300 000 têtes de bétail ont été volées au nord du Nigeria en 2016. Les bandits s’accaparent des animaux dont ils vendent la viande sur les marchés de la région. Le trafic est bien organisé selon Mohammed Bello, secrétaire général de la Confédération de l'élevage traditionnel au Nigeria. « Les voleurs emmènent les bêtes dans des zones où ils les abattent la nuit comme la forêt de Sambisa, au nord-est du pays. Puis ils écoulent la viande dans les marchés comme Kaduna, Katsina, Zamfara, Kano, Adamawa et même Karaba. C'est une énorme économie criminelle. Ils sont très organisés: il y a ceux qui guettent, ceux qui volent, ceux qui transportent le bétail, ceux qui l'abattent. Ce trafic rassemble plusieurs groupes ethniques et plusieurs corps de métier: des agriculteurs, des éleveurs, des distributeurs et des transporteurs. »
Insécurité transfrontalière
C'est pendant l'insurrection de Boko Haram que les vols ont commencé à se généraliser. Aujourd'hui le groupe islamiste est en pleine débandade mais l'insécurité persiste.

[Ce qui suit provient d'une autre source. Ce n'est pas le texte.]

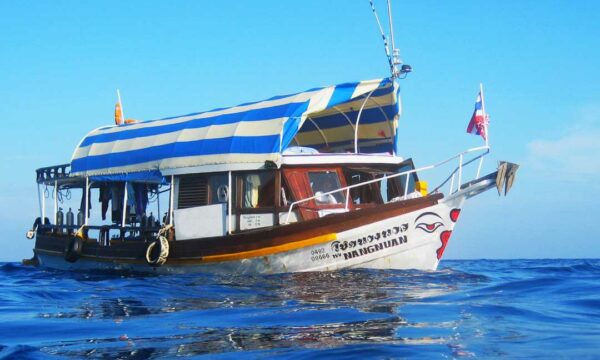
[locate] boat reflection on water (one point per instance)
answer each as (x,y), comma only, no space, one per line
(217,314)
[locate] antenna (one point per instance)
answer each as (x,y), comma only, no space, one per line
(393,58)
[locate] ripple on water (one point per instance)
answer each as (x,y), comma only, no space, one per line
(519,308)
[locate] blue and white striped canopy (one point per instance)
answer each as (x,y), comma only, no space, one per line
(246,135)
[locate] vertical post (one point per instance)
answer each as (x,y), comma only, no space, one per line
(479,167)
(158,203)
(121,106)
(87,200)
(44,206)
(229,203)
(394,51)
(172,195)
(459,172)
(55,202)
(347,198)
(124,217)
(358,119)
(40,204)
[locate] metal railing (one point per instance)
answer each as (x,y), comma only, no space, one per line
(458,169)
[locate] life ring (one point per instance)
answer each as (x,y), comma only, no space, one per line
(73,249)
(157,256)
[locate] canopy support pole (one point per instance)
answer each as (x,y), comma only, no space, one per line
(171,196)
(124,206)
(40,204)
(44,206)
(55,202)
(87,200)
(320,131)
(358,120)
(229,203)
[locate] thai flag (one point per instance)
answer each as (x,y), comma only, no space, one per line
(479,120)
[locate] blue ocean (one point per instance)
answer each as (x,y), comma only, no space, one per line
(468,309)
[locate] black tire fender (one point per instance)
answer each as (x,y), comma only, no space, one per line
(73,248)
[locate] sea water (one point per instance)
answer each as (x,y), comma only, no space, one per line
(514,308)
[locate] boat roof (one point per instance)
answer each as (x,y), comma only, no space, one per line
(245,136)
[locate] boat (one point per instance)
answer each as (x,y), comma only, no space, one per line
(310,181)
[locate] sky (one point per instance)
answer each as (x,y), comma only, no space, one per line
(62,61)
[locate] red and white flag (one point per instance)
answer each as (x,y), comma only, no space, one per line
(479,120)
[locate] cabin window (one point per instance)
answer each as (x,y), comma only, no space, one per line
(193,191)
(322,182)
(219,188)
(363,194)
(397,185)
(258,189)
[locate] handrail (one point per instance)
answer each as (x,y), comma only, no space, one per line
(405,173)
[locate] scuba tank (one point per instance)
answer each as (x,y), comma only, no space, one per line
(80,219)
(59,217)
(151,220)
(70,220)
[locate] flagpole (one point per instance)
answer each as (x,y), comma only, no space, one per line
(487,135)
(485,119)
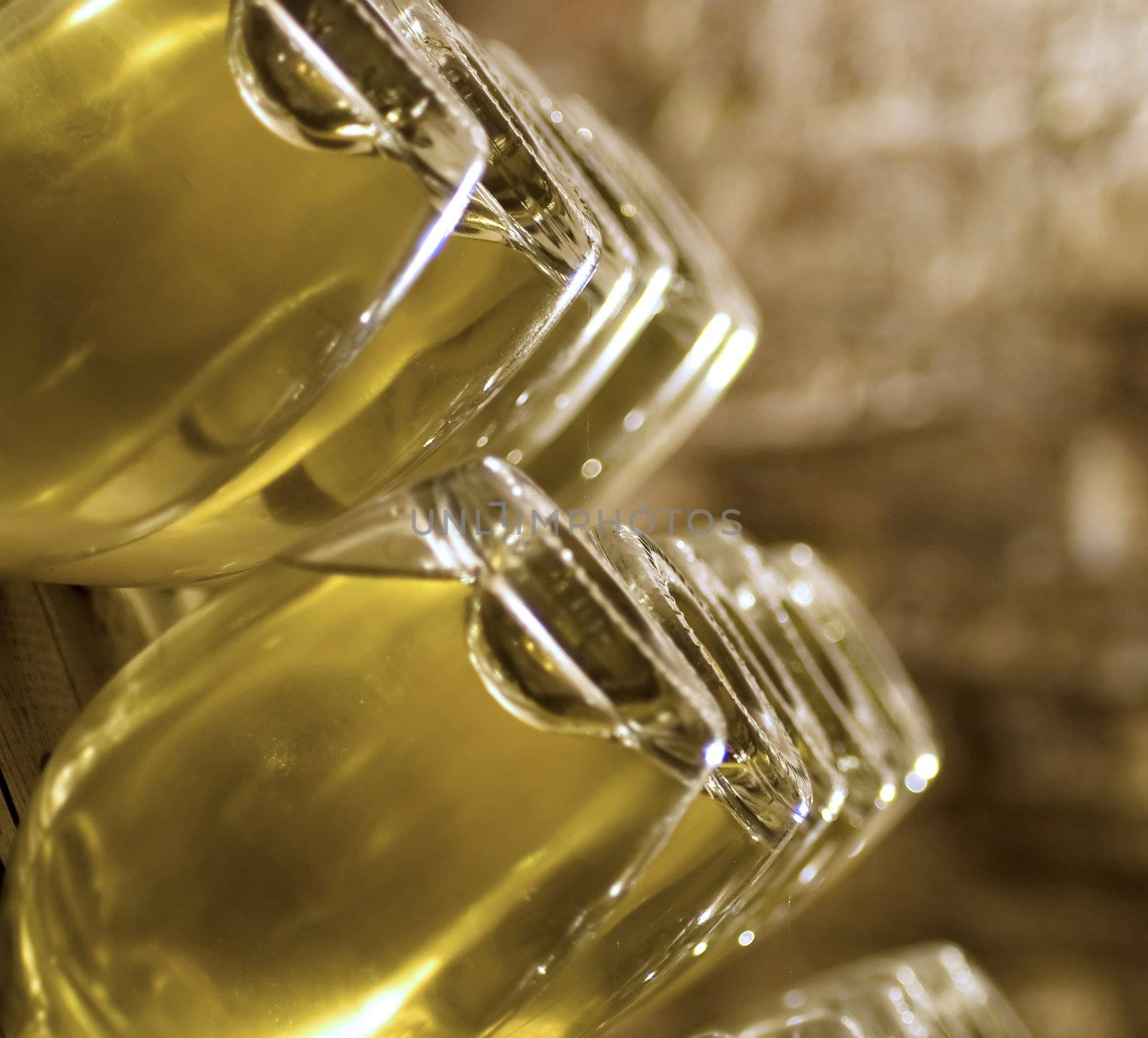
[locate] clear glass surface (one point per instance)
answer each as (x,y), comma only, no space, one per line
(210,215)
(518,262)
(388,787)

Elle passe même de l'autre côté de la frontière, au Niger. « Aujourd’hui, dans toute la bande Sud de Maradi, l’insécurité est à son paroxysme, » explique Hassane Baka, éleveur dans la région. « C’est une longue frontière, très poreuse. Les voleurs viennent armés, ils tuent parfois les éleveurs, prennent leurs animaux et s’en vont. C’est un véritable no man’s land qui est en train de se créer tout au long de cette frontière. » Les voleurs profitent en effet de la forêt de Babaradi pour y cacher leur butin, abattre les animaux et transformer la viande qui sera revendue.
Nouveaux couloirs de transhumance
Le Nigeria est le premier marché d'exportation de bétail pour le Niger, le Tchad et le Cameroun. Avec l'insécurité, les routes de transhumance traditionnelles sont délaissées par les éleveurs sahéliens qui se tournent vers de nouveaux circuits. « Comme les éleveurs n’arrivent plus à aller sur les marchés et à nourrir leurs animaux convenablement, ils se sont déplacés », détaille Pascal Rouamba, responsable élevage pour la Coopération suisse. « Un nouveau couloir est en train de s’ouvrir. Il va du sud-est du Burkina vers le centre du Nigeria en passant par le Nord du Bénin. Cela entraîne des difficultés car ce sont des routes où il n’y pas d’infrastructures et de services. Les éleveurs ont besoin de parcs à bétail, de marchés, de postes vétérinaires, d’aires de repos… »
Aujourd'hui, un bœuf vaut 150 000 nairas, au nord du Nigeria, soit 430 euros. Le vol de bétail représente donc un manque à gagner de 130 millions d'euros pour les éleveurs du nord du Nigeria.